Operation SignSight is a new supply chain attack targeted against Vietnamese private companies. SignSight attackers are smart, aiming to embed malware inside an official government software toolkit.
SignSight attacks aimed against the Vietnam Government Certification Authority
The attack discovered and named by Eset researchers was set against the Vietnam Government Certification Authority (VGCA), responsible for signing digital certificates. “The Vietnam Government Certification Authority confirmed that they were aware of the attack before our notification and that they notified the users who downloaded the trojanized software,” the researchers said.

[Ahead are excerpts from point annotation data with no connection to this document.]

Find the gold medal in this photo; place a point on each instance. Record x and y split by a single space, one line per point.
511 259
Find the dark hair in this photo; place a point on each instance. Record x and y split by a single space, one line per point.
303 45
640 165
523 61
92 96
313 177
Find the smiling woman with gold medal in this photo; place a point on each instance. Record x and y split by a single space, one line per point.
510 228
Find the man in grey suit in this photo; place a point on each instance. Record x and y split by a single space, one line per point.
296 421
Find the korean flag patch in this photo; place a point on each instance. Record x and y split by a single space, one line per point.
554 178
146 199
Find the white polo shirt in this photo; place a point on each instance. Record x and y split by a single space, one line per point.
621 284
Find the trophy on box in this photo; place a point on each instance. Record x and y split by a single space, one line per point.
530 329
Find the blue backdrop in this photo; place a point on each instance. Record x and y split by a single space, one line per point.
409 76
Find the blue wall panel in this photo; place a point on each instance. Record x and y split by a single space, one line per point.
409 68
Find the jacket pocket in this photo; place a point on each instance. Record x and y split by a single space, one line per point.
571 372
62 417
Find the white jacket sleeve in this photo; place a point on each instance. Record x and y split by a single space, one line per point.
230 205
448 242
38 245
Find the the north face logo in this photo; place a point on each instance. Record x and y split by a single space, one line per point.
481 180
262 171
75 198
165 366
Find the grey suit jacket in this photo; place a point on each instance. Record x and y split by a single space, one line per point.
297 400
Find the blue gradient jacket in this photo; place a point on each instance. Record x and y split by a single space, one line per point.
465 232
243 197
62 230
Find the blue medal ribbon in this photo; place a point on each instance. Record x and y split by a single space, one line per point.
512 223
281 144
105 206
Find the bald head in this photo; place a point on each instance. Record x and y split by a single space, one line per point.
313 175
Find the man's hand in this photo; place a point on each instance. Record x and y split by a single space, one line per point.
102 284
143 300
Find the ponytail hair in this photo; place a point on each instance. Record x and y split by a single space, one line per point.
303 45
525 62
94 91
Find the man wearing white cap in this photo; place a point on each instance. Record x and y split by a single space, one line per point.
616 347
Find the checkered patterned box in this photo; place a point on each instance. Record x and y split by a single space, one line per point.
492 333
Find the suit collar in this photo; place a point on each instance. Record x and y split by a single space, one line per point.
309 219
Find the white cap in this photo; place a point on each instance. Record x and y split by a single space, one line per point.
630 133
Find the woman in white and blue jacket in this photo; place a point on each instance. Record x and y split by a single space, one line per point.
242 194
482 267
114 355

What is the VGCA organization?
The VGCA issues digital certificates to citizens, companies, and government entities looking to submit files to the government. Not only does the agency issue such certificates, but it also provides ready-made client applications that said parties could install on their computers to automate the process of document signing.
Apparently, the threat actors behind the SignSight attack hacked into the VGCA’s website and slipped malware in the form of two Windows files into two of the agency’s client apps. The files had a backdoor in them, known as PhantomNet and Smanager. Even though the backdoor wasn’t a sophisticated one, it opened the door to more dangerous malware plugins.
In terms of its capabilities, the PhantomNet backdoor “can retrieve the victim’s proxy configuration and use it to reach out to the command and control (C&C) server. This shows that the targets are likely to be working in a corporate network.”
In addition, “PhantomNet uses the HTTPS protocol to communicate with its hardcoded C&C servers: vgca.homeunix[.]org and office365.blogdns[.]com. In order to prevent a man-in-the-middle attack, PhantomNet implements certificate pinning, using functions from the SSPI library. The certificate is downloaded during the first connection with the C&C server and then stored in the Windows certificate store,” the report said.
In most cases, it is challenging for researchers to detect supply-chain attacks, as the malicious code is concealed among legitimate code.